Charlottesville goes down in history now. Once again we have people on both sides hell-bent on confrontation–shouting, raging,… you can almost hear their blood boiling as fists are clenched, the curses fly, and the trigger fingers start itching.

What an exercise in futility!   The anitfas are not going to change anyone’s mind this way.   They are just going to make more people on the margins become actively sympathetic to the alt-right.  We all know that the good people of Charlottesville did not want to let a white nationalist march go unchallenged, but where does this kind of angry challenge get us?  Innocent people dead and injured.

Ideally, rational people would sit down and talk about their differences and come to a way of working them out. But there comes a time when reason is absent, when people are so brainwashed, so ignorant, or so worked up they can’t think straight. What do you do then?

Suppose someone stands up in a meeting and says something outrageous, like “We should kill all the _________” (fill in the group of your choice).  There are several options for how to deal with it:

1) ignore it.

2) suppress it.

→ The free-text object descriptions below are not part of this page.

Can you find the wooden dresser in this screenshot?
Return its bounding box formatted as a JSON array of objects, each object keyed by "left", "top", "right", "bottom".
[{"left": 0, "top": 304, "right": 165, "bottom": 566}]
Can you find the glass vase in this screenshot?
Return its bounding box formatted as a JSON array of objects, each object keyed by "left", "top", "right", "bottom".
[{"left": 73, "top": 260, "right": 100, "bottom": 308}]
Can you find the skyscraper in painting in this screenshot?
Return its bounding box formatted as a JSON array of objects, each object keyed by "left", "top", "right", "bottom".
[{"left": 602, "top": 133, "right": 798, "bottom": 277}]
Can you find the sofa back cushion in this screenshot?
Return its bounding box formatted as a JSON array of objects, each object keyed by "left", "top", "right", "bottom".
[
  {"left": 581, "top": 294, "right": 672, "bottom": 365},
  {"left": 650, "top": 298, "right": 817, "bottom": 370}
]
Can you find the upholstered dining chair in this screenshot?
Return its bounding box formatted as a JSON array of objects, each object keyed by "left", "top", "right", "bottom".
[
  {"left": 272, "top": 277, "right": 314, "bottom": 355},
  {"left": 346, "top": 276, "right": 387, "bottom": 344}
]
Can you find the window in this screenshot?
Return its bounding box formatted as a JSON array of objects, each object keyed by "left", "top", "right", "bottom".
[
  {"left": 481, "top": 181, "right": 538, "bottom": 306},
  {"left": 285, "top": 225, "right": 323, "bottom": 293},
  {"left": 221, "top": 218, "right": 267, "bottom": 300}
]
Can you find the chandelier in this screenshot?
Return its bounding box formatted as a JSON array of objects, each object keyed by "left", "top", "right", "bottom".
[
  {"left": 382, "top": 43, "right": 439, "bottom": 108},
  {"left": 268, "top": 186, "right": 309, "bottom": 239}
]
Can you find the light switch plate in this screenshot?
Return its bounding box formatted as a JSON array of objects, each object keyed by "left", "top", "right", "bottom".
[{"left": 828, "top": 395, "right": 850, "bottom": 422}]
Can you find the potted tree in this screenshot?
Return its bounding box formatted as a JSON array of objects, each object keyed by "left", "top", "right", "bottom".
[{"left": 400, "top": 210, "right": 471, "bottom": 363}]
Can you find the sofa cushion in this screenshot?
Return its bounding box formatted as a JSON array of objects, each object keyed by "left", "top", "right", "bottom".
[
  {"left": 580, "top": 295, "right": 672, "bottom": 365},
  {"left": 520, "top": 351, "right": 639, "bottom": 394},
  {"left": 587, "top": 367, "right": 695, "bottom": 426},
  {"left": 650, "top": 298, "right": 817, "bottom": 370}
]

We are loath to do that in our country because of the First Amendment.

3) shout them down. That’s what the counter-protesters were trying to do in Charlottesville.

4) indicate your disapproval publically but silently.   Stand up in the meeting and turn your back. Line the march with counter-protesters but silently fold your arms, shake your heads.

The fourth way is the best and is something I’ve heard the Quakers sometimes do. The third will almost surely lead to increasingly violent conflicts and ultimately deaths. It breathes oxygen into a smoldering fire.    The second way has its place, and every country in the world does outlaw certain kinds of speech, but this will lead to underground movements espousing forbidden causes. The first runs the risk of outrageous viewpoints spreading, which also is the case with the third.

This issue of the Confederate monuments is a difficult one. Of course Robert E. Lee was on the wrong side of history, defending a horrible institution, but is there a better way to go about this than rubbing the noses of the soldiers’ descendents in their defeat?

How about a competition to commemorate all sides in the War Between the States—more monuments to be placed near Lee’s, representing slavery, emancipation and most importantly, reconciliation.   I believe the leaders of Charlottesville are wise enough to realize that simply telling the alt-right to “Go home!” as the governor of Virginia did is not the answer. They ARE home and we have to live with them, just as they have to live with us.